Di sisi lain, Kunto menganalisis alasan PDIP kerap kalah bertarung di Pilkada Kota Depok. PDIP sendiri merupakan partai yang berkarakter wong cilik, sehingga masyarakat Depok yang dinilai berpendidikan dan berekonomi tinggi cenderung memilih partai berideologi lebih jelas.
“Mereka yang ada di Depok kelas menengah ke atas, mereka merasa bukan wong cilik. Jadi, gak ada tuh kedekatan identitas dengan PDIP. Yang masuk justru PKS yang membawa citra secara rasional, partai moderen kemudian bisa lebih dekat dengan masyarakat urban di Depok," kata Kunto.

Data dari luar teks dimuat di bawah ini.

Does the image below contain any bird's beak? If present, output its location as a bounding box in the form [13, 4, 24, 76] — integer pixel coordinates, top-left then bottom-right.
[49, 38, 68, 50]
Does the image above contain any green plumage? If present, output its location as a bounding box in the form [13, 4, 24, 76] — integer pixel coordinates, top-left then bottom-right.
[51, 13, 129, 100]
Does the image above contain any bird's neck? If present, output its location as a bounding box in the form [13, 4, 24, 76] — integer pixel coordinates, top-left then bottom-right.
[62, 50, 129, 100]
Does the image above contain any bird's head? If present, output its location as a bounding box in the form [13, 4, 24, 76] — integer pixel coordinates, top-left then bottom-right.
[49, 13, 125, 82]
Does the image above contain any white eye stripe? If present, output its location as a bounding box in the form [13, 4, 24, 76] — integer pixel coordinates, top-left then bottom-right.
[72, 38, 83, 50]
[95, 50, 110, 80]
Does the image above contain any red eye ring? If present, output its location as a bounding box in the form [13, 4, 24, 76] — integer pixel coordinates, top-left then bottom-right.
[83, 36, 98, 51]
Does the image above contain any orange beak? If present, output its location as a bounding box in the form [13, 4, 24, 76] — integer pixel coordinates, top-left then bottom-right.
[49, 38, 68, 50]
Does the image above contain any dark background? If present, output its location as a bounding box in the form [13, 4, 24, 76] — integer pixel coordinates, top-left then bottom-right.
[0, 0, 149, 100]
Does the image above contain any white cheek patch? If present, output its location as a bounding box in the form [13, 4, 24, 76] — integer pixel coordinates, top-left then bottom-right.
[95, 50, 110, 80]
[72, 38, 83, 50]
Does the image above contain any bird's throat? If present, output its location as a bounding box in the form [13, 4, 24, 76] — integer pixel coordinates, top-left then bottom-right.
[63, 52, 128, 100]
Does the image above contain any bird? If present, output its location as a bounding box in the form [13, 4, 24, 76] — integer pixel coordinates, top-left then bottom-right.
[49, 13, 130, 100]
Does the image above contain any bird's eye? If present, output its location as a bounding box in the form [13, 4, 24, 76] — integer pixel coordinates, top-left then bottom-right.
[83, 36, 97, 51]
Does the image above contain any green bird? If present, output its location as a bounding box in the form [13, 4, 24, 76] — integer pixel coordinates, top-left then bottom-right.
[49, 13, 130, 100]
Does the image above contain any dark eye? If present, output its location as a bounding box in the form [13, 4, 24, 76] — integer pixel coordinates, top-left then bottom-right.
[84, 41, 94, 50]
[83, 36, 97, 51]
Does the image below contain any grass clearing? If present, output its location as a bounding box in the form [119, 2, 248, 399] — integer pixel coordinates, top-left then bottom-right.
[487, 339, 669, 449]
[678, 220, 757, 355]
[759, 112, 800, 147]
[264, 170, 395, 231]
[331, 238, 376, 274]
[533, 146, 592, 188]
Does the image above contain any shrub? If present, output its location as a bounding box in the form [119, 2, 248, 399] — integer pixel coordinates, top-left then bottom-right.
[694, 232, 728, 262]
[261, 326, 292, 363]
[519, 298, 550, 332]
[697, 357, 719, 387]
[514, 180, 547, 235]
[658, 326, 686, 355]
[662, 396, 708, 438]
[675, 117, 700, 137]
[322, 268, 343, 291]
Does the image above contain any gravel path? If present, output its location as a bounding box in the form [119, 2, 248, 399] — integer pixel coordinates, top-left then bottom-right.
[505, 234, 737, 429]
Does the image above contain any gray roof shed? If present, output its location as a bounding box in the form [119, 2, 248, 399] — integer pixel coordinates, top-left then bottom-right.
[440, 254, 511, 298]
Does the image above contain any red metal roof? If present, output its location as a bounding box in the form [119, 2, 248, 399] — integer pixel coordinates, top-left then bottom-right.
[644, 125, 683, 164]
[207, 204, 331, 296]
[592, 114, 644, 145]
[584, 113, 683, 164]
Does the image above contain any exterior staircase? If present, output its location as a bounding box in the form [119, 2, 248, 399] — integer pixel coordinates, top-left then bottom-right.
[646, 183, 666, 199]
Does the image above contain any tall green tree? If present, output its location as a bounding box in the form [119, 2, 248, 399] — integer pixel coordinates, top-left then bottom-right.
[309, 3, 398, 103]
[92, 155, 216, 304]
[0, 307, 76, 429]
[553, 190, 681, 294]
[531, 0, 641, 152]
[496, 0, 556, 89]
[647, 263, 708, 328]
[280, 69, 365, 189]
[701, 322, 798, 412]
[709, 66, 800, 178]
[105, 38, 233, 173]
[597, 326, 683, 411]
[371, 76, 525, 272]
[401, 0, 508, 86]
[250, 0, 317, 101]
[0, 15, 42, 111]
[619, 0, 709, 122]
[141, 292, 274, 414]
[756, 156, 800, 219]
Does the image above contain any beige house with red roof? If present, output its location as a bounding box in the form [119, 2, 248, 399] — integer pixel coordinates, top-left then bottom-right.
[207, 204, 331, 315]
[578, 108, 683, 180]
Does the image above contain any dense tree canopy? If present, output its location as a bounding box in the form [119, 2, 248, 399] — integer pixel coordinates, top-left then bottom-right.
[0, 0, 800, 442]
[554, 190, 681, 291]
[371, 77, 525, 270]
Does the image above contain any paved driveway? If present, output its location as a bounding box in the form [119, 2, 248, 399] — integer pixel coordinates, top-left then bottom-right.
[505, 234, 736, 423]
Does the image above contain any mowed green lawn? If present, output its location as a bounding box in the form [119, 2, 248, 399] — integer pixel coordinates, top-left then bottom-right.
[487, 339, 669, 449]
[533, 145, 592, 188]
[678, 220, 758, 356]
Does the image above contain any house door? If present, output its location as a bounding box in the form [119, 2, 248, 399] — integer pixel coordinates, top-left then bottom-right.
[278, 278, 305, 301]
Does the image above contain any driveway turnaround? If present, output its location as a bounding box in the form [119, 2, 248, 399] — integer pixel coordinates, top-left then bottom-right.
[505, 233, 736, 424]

Lebih lanjut, kata dia, pengaruh Jokowi juga tidak menjamin peluang kemenangan untuk Kaesang. Sebab, masa kepemimpinan Jokowi segera berakhir.
“Mungkin kampanye kerja politik mulai dari sekarang. Kalau memang mau dicalonkan. Kalau menunggu masa kampanye, ya akan sangat telat dan susah mengganggu bentengnya PKS," kata Kunto.
Kunto menyebut, isu Kaesang maju di Pilkada Depok karena ulah PSI yang memanfaatkan situasi agar dapat asosiasi bahwa mereka dekat dengan Jokowi termasuk dengan Kaesang.
“Makanya kemarin Hasto [sekjen PDIP] sempat memperingatkan jangan lupa satu keluarga beda partai. Karena itu sudah sindiran kepada Kaesang dan Pak Jokowi. Harus tunduk, patuh perintah ketum kalau soal pencalonan pilkada,” kata Kunto.